Note: This bug is displayed in read-only format because the product is no longer active in Red Hat Bugzilla.

This project is now read‑only. Starting Monday, February 2, please use https://ibm-ceph.atlassian.net/ for all bug tracking management.

Bug 1401710

Summary:	RHCS 1.3.1- 0.94.3-3.el7cp - pgs stuck in remapped after recovery on cluster with many osds down
Product:	[Red Hat Storage] Red Hat Ceph Storage	Reporter:	Vikhyat Umrao <vumrao>
Component:	RADOS	Assignee:	Brad Hubbard <bhubbard>
Status:	CLOSED INSUFFICIENT_DATA	QA Contact:	ceph-qe-bugs <ceph-qe-bugs>
Severity:	medium	Docs Contact:
Priority:	medium
Version:	1.3.3	CC:	ceph-eng-bugs, dzafman, jdurgin, kchai, sjust
Target Milestone:	rc
Target Release:	2.3
Hardware:	x86_64
OS:	Linux
Whiteboard:
Fixed In Version:		Doc Type:	If docs needed, set a value
Doc Text:		Story Points:	---
Clone Of:		Environment:
Last Closed:	2017-04-02 23:16:03 UTC	Type:	Bug
Regression:	---	Mount Type:	---
Documentation:	---	CRM:
Verified Versions:		Category:	---
oVirt Team:	---	RHEL 7.3 requirements from Atomic Host:
Cloudforms Team:	---	Target Upstream Version:
Embargoed:

Description Vikhyat Umrao 2016-12-05 22:35:18 UTC

Description of problem:

RHCS 1.3.1-  0.94.3-3.el7cp - pgs stuck in remapped after recovery on cluster with many osds down 

http://tracker.ceph.com/issues/18145

During a maintenance event in which many osds were removed and some existing osds were down the cluster went into recovery. Once recovery had completed ten pgs were left stuck in "remapped" state and only a restart of the primaries involved resolved the issue and allowed these pgs to complete peering successfully.

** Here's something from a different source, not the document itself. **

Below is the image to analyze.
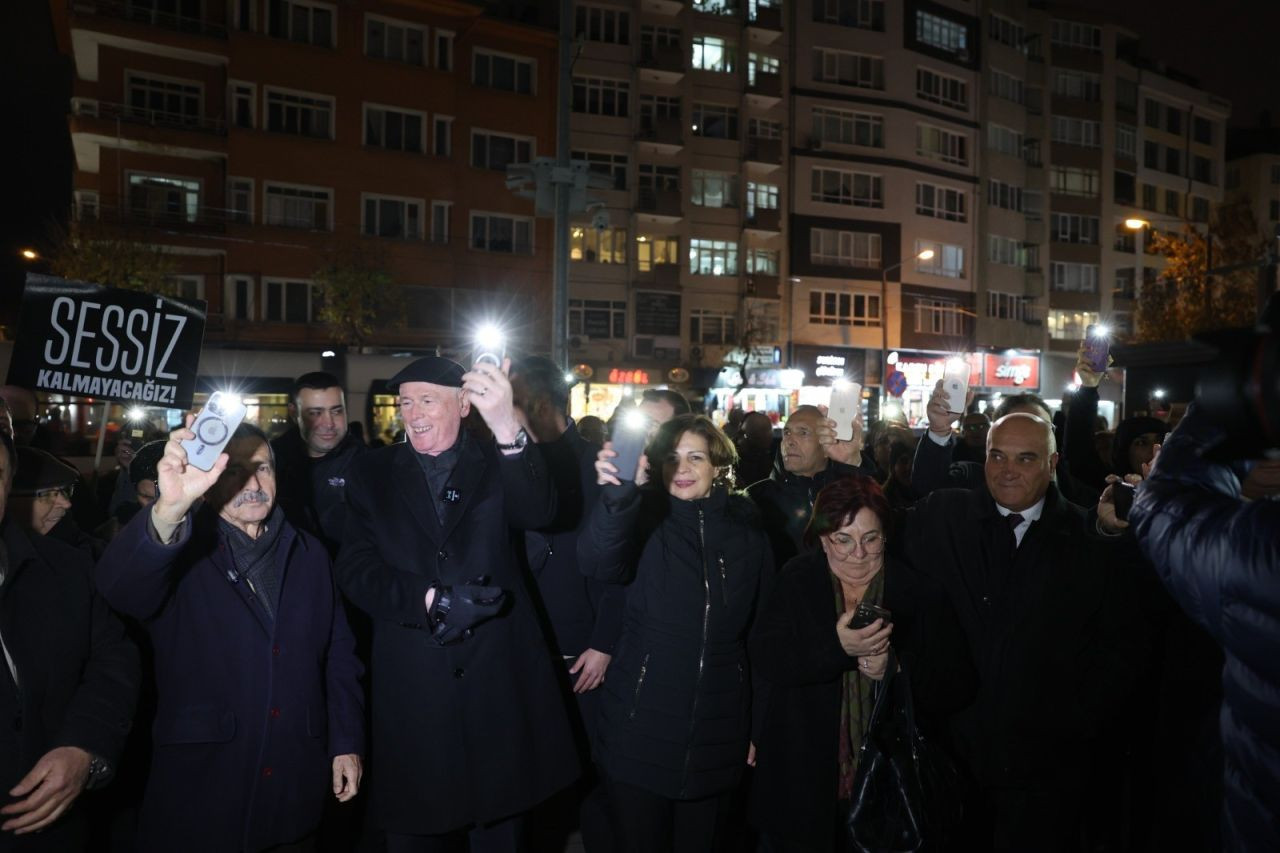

^^ Instead of restart we tried marking primary as down ($ceph osd down).



Version-Release number of selected component (if applicable):
Red Hat Ceph Storage 1.3.1-  0.94.3-3.el7cp

Comment 5 Josh Durgin 2017-04-01 01:21:21 UTC

Included in 10.2.3 upstream.

Comment 6 Brad Hubbard 2017-04-01 02:27:03 UTC

(In reply to Josh Durgin from comment #5)
> Included in 10.2.3 upstream.

What is Josh? 

Root cause for this was never established and I doubt it ever will be so I suspect we can close this. We have done extensive code review to try and work out how this came about but were not able to come up with a viable theory.

I'll tidy up the upstream tracker and probably close it, and this, on Monday.

Comment 7 Brad Hubbard 2017-04-02 23:16:03 UTC

We have tried extensively to reproduce this issue as well as doing an exhaustive code review and have not been able to determine the cause. Closing this for now but please feel free to reopen if more information comes to light.